# 02. Data transformation

In previous notebook, we have seen how to download tweets. Note we only store the origin response, we have not do any cleaning and transformation.

If the data ingestion procesus is done by different people by using different tools and or api version.

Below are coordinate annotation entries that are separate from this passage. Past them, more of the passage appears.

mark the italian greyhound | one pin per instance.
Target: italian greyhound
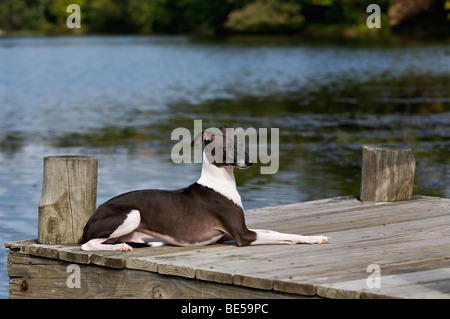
(203, 213)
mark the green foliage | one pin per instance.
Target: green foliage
(219, 16)
(266, 16)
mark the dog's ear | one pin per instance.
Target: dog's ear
(198, 139)
(206, 136)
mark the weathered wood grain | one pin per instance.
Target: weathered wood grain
(68, 198)
(387, 173)
(405, 238)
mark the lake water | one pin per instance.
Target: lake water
(119, 98)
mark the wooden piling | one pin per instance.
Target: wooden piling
(68, 198)
(387, 173)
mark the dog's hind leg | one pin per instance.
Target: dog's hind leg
(125, 229)
(266, 237)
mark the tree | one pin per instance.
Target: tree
(266, 16)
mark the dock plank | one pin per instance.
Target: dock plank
(409, 240)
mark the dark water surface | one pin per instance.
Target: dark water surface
(119, 98)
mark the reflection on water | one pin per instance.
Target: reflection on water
(119, 98)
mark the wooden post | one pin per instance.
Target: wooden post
(68, 199)
(387, 173)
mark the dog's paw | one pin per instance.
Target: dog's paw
(123, 247)
(317, 240)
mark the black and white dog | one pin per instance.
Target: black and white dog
(203, 213)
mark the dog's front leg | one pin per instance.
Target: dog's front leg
(266, 237)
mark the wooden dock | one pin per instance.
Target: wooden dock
(407, 243)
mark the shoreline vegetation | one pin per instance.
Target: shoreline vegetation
(303, 18)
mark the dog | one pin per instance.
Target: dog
(207, 211)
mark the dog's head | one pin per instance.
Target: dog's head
(223, 148)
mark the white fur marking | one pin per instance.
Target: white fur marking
(130, 223)
(220, 179)
(266, 237)
(97, 244)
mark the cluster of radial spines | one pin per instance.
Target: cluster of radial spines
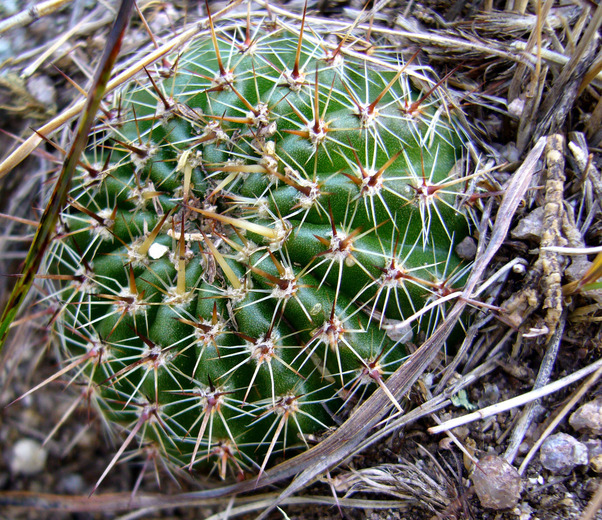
(180, 230)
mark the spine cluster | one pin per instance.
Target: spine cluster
(245, 226)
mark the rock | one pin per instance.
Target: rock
(497, 483)
(28, 457)
(560, 453)
(588, 417)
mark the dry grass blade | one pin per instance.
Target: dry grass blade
(31, 14)
(58, 198)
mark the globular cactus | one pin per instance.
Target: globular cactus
(243, 229)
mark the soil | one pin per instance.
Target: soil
(427, 474)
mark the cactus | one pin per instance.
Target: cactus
(245, 226)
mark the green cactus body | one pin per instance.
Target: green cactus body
(245, 229)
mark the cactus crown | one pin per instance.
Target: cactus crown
(243, 228)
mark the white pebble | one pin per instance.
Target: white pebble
(497, 483)
(28, 457)
(560, 453)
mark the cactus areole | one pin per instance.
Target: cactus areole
(240, 236)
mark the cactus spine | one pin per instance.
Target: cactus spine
(243, 228)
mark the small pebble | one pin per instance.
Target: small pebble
(588, 417)
(497, 483)
(560, 453)
(72, 484)
(28, 457)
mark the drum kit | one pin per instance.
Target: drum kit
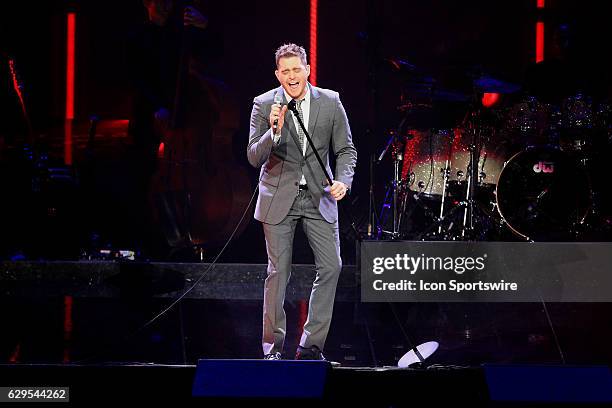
(523, 170)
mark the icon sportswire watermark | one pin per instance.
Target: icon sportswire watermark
(485, 271)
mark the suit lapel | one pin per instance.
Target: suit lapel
(315, 105)
(289, 128)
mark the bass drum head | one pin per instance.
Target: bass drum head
(543, 194)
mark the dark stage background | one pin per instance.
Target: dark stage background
(449, 41)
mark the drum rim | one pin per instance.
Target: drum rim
(501, 173)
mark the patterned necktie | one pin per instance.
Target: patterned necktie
(301, 136)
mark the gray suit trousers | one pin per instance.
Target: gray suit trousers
(324, 240)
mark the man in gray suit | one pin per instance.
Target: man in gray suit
(293, 187)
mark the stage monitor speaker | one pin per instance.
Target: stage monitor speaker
(260, 378)
(553, 383)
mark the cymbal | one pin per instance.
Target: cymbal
(487, 84)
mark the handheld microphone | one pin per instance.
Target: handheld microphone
(278, 99)
(292, 106)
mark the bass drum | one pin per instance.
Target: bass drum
(543, 194)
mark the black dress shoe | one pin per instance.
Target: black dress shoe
(272, 356)
(312, 353)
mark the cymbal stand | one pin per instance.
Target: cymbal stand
(473, 178)
(397, 156)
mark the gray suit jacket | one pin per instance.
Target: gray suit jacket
(280, 164)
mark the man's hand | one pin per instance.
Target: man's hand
(192, 17)
(277, 112)
(338, 190)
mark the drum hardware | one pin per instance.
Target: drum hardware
(394, 144)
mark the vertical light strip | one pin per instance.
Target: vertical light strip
(313, 41)
(540, 34)
(70, 48)
(539, 41)
(67, 327)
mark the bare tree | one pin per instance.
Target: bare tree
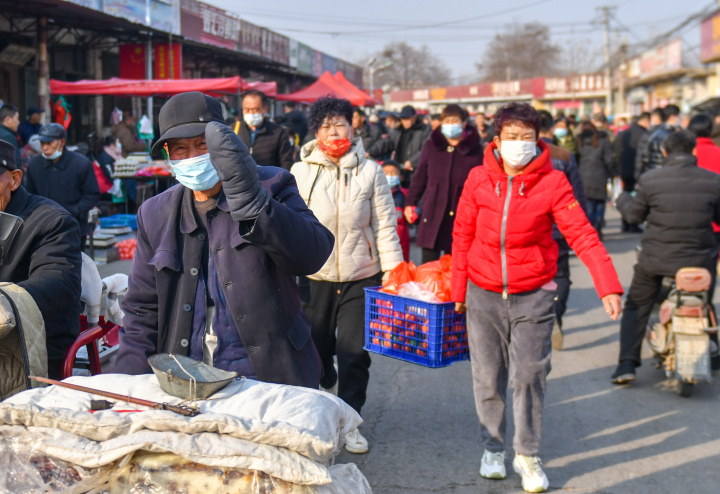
(411, 67)
(520, 51)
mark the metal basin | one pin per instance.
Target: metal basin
(175, 374)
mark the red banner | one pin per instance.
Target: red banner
(162, 62)
(132, 61)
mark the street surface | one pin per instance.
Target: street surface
(425, 438)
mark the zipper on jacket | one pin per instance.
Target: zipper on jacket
(337, 227)
(503, 256)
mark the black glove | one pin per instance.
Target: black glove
(237, 169)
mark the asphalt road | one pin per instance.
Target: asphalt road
(597, 437)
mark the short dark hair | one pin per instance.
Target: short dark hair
(454, 110)
(8, 111)
(328, 107)
(680, 141)
(701, 125)
(256, 93)
(659, 112)
(546, 121)
(671, 111)
(519, 113)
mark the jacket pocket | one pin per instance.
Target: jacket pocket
(299, 332)
(165, 259)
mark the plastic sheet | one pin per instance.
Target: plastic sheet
(24, 469)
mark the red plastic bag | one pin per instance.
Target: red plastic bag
(403, 273)
(127, 249)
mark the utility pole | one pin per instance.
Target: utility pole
(608, 65)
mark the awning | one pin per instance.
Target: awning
(326, 85)
(160, 87)
(345, 83)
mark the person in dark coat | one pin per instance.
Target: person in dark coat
(406, 141)
(44, 259)
(446, 160)
(627, 143)
(268, 142)
(64, 176)
(597, 165)
(649, 153)
(562, 160)
(217, 256)
(369, 134)
(679, 201)
(9, 123)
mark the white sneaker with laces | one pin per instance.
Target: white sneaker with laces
(530, 469)
(355, 442)
(493, 465)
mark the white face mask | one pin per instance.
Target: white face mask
(517, 154)
(253, 119)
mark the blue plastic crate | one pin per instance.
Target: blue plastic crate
(119, 220)
(433, 335)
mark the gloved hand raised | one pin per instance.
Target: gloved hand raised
(238, 172)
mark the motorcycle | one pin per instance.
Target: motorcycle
(681, 338)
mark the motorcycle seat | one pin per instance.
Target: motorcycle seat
(693, 280)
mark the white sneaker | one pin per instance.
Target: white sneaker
(493, 465)
(355, 442)
(530, 469)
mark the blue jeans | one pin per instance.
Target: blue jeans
(596, 213)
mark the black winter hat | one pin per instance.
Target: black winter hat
(7, 155)
(186, 115)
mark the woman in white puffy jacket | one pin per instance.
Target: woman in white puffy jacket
(350, 195)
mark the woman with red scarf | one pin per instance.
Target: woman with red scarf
(351, 197)
(504, 262)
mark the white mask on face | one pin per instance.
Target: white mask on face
(517, 154)
(253, 119)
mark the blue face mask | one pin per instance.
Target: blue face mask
(393, 181)
(195, 173)
(451, 131)
(560, 133)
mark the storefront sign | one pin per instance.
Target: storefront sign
(710, 39)
(163, 66)
(132, 61)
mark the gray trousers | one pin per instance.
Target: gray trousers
(510, 340)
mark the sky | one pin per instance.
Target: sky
(458, 31)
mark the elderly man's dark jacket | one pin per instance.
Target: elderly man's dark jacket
(257, 265)
(679, 201)
(70, 182)
(271, 146)
(45, 261)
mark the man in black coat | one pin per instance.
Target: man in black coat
(649, 151)
(268, 142)
(626, 147)
(44, 259)
(679, 201)
(406, 141)
(217, 257)
(64, 176)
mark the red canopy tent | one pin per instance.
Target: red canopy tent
(326, 85)
(345, 83)
(160, 87)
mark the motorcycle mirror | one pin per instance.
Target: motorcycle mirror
(10, 225)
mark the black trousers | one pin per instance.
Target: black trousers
(562, 279)
(337, 314)
(642, 295)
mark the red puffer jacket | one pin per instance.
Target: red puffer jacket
(502, 240)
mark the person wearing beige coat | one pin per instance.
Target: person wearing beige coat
(350, 196)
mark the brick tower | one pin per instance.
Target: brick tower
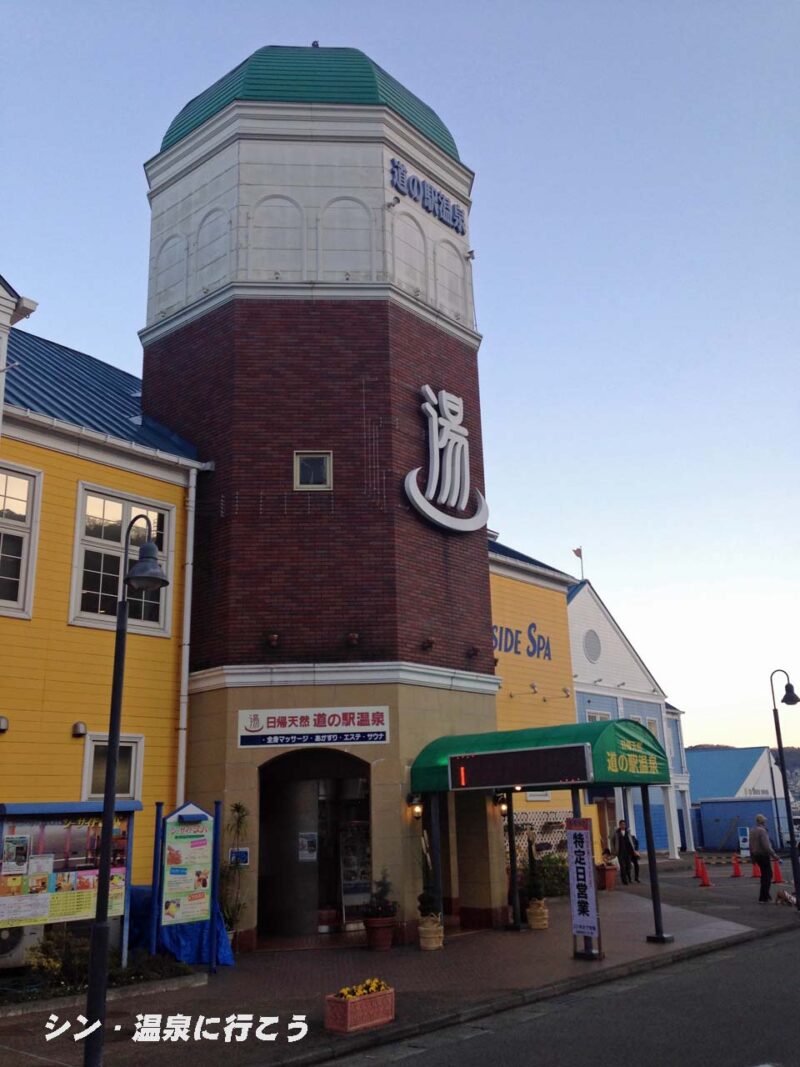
(310, 329)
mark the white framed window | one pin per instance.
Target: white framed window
(101, 521)
(313, 472)
(128, 767)
(20, 493)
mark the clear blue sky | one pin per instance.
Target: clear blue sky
(636, 229)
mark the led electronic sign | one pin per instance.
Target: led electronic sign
(563, 765)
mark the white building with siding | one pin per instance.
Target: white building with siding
(611, 682)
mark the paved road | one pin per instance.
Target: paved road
(733, 1008)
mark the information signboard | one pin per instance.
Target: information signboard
(188, 865)
(580, 869)
(49, 868)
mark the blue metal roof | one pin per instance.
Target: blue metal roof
(502, 550)
(720, 771)
(57, 381)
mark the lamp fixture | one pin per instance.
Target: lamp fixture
(790, 698)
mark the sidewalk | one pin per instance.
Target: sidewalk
(475, 974)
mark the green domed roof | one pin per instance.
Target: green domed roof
(310, 76)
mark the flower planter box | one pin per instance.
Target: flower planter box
(361, 1013)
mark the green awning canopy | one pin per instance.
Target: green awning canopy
(623, 753)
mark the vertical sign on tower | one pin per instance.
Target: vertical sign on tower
(188, 865)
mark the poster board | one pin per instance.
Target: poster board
(355, 859)
(49, 868)
(187, 881)
(580, 870)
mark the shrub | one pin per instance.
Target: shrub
(59, 965)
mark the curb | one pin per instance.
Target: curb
(360, 1042)
(115, 992)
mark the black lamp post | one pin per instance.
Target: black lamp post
(144, 575)
(789, 697)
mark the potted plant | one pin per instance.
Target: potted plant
(232, 901)
(369, 1004)
(379, 916)
(538, 917)
(431, 927)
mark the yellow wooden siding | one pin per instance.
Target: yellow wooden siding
(54, 673)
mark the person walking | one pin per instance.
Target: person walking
(762, 853)
(625, 851)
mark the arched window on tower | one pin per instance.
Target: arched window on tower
(346, 242)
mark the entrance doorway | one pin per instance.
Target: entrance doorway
(314, 810)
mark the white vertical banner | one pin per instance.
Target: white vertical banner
(580, 864)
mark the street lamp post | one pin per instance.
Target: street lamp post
(789, 697)
(144, 575)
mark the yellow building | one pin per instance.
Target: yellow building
(77, 463)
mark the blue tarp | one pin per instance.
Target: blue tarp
(189, 942)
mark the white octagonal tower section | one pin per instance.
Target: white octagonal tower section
(278, 198)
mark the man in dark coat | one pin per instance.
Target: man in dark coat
(625, 848)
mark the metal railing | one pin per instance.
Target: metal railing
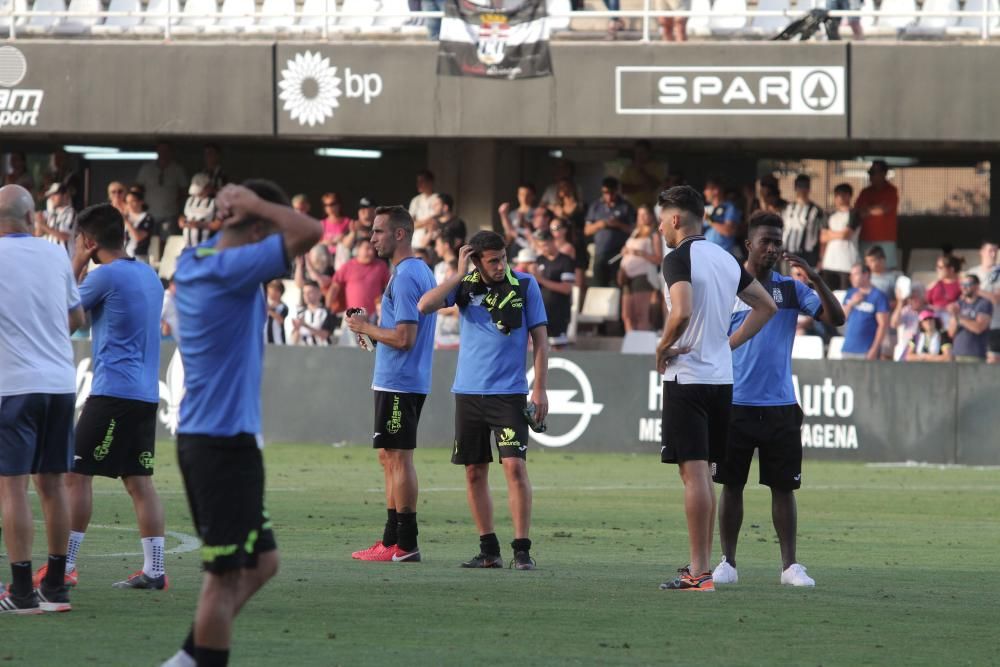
(331, 21)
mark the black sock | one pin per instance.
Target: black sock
(20, 578)
(521, 544)
(407, 530)
(188, 646)
(211, 657)
(56, 572)
(389, 534)
(489, 544)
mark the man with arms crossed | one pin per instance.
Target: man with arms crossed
(116, 434)
(499, 309)
(222, 314)
(404, 347)
(37, 400)
(765, 414)
(694, 356)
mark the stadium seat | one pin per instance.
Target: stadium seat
(233, 20)
(355, 24)
(116, 25)
(278, 16)
(973, 25)
(698, 25)
(767, 26)
(934, 25)
(193, 17)
(42, 25)
(78, 25)
(807, 347)
(723, 21)
(559, 7)
(640, 342)
(155, 25)
(171, 251)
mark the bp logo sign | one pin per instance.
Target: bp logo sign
(576, 403)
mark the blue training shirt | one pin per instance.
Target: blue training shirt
(406, 371)
(490, 362)
(222, 312)
(762, 367)
(125, 301)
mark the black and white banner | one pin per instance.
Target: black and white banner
(506, 42)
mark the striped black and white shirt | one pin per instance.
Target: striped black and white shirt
(198, 209)
(716, 278)
(803, 223)
(317, 318)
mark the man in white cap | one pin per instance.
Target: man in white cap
(198, 222)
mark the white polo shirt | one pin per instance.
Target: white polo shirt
(716, 278)
(37, 291)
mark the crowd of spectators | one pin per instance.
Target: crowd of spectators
(569, 246)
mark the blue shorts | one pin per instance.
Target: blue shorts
(36, 433)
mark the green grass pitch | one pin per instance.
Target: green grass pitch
(904, 559)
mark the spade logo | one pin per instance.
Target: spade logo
(819, 90)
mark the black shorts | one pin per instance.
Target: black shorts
(224, 480)
(695, 425)
(36, 433)
(396, 418)
(115, 437)
(776, 431)
(994, 341)
(477, 417)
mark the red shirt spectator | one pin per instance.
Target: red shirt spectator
(363, 279)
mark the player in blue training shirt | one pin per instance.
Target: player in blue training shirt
(404, 341)
(116, 434)
(765, 414)
(499, 309)
(220, 300)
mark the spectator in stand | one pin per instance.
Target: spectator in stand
(139, 225)
(315, 266)
(839, 239)
(422, 209)
(335, 224)
(17, 171)
(555, 275)
(212, 156)
(164, 183)
(313, 323)
(877, 205)
(803, 221)
(639, 275)
(932, 342)
(642, 178)
(722, 218)
(947, 289)
(673, 29)
(198, 224)
(905, 319)
(987, 262)
(277, 311)
(169, 323)
(610, 220)
(300, 203)
(969, 325)
(58, 222)
(362, 280)
(445, 220)
(867, 310)
(883, 278)
(116, 196)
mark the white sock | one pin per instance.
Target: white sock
(75, 540)
(152, 556)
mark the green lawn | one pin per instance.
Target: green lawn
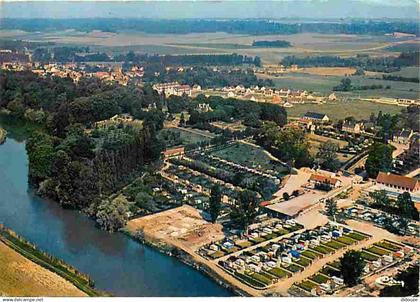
(322, 249)
(249, 280)
(310, 255)
(319, 278)
(346, 240)
(280, 273)
(388, 246)
(307, 285)
(334, 244)
(183, 137)
(303, 262)
(249, 156)
(369, 257)
(357, 236)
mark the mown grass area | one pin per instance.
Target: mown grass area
(378, 251)
(216, 255)
(294, 268)
(346, 240)
(250, 156)
(342, 109)
(334, 244)
(280, 273)
(335, 264)
(310, 255)
(262, 278)
(179, 137)
(58, 266)
(303, 262)
(249, 280)
(322, 249)
(307, 285)
(388, 246)
(357, 236)
(368, 256)
(319, 278)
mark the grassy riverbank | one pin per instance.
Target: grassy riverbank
(31, 252)
(2, 135)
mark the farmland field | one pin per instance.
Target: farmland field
(342, 109)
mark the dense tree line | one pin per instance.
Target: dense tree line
(257, 27)
(288, 144)
(378, 64)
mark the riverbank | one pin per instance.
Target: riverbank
(179, 232)
(63, 271)
(3, 134)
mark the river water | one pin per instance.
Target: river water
(115, 262)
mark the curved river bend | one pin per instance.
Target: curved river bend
(116, 263)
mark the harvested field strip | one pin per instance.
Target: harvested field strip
(378, 251)
(55, 265)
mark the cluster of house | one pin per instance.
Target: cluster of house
(284, 96)
(175, 88)
(77, 71)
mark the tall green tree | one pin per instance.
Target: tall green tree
(379, 159)
(245, 209)
(215, 202)
(351, 266)
(327, 156)
(406, 206)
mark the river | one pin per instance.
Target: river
(115, 262)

The tweets may have different schema.

If you want to use these tweets, we need to clean them and transform them into a unique schema that we can use them after.

In this notebook, we will show you how to do that.



Raw data sources:
- s3a://pengfei/diffusion/demo_prod/current/2021
- s3a://pengfei/diffusion/demo_prod/current_short/2021
- s3a://pengfei/diffusion/demo_prod/old/2010_2021

In [1]:
from pyspark.sql import SparkSession, DataFrame
from pyspark.sql.types import StructField, StructType, StringType, LongType, IntegerType
from pyspark.sql.functions import lit, col, when, concat, udf
import os

In [2]:
local=False
if local:
    spark=SparkSession.builder.master("local[4]") \
                  .config('spark.jars.packages', 'org.postgresql:postgresql:42.2.24') \
                  .appName("Twitter_Data_Transformation").getOrCreate()
else:
    spark=SparkSession.builder \
                      .master("k8s://https://kubernetes.default.svc:443") \
                      .appName("Twitter_Data_Transformation") \
                      .config("spark.kubernetes.container.image",os.environ["IMAGE_NAME"]) \
                      .config("spark.kubernetes.authenticate.driver.serviceAccountName",os.environ['KUBERNETES_SERVICE_ACCOUNT']) \
                      .config("spark.kubernetes.driver.pod.name", os.environ['KUBERNETES_POD_NAME'])\
                      .config("spark.kubernetes.namespace", os.environ['KUBERNETES_NAMESPACE']) \
                      .config("spark.executor.instances", "4") \
                      .config("spark.executor.memory","8g") \
                      .config('spark.jars.packages','org.postgresql:postgresql:42.2.24') \
                      .getOrCreate()
# spark.kubernetes.driver.pod.name config will enable executor Pod Garbage Collection



:: loading settings :: url = jar:file:/opt/spark/jars/ivy-2.5.0.jar!/org/apache/ivy/core/settings/ivysettings.xml


Ivy Default Cache set to: /home/jovyan/.ivy2/cache
The jars for the packages stored in: /home/jovyan/.ivy2/jars
org.postgresql#postgresql added as a dependency
:: resolving dependencies :: org.apache.spark#spark-submit-parent-978bc624-3cca-4c47-a53b-48e5fafb3e8c;1.0
	confs: [default]
	found org.postgresql#postgresql;42.2.24 in central
	found org.checkerframework#checker-qual;3.5.0 in central
:: resolution report :: resolve 349ms :: artifacts dl 4ms
	:: modules in use:
	org.checkerframework#checker-qual;3.5.0 from central in [default]
	org.postgresql#postgresql;42.2.24 from central in [default]
	---------------------------------------------------------------------
	|                  |            modules            ||   artifacts   |
	|       conf       | number| search|dwnlded|evicted|| number|dwnlded|
	---------------------------------------------------------------------
	|      default     |   2   |   0   |   0   |   0   ||   2   |   0   |
	-------------------------------------------

## 2.1 Explorer different data set

In [3]:
path1 = "s3a://pengfei/diffusion/demo_prod/current/2021"
path2 = "s3a://pengfei/diffusion/demo_prod/current_short/2021"
path3 = "s3a://pengfei/diffusion/demo_prod/old/2010_2021"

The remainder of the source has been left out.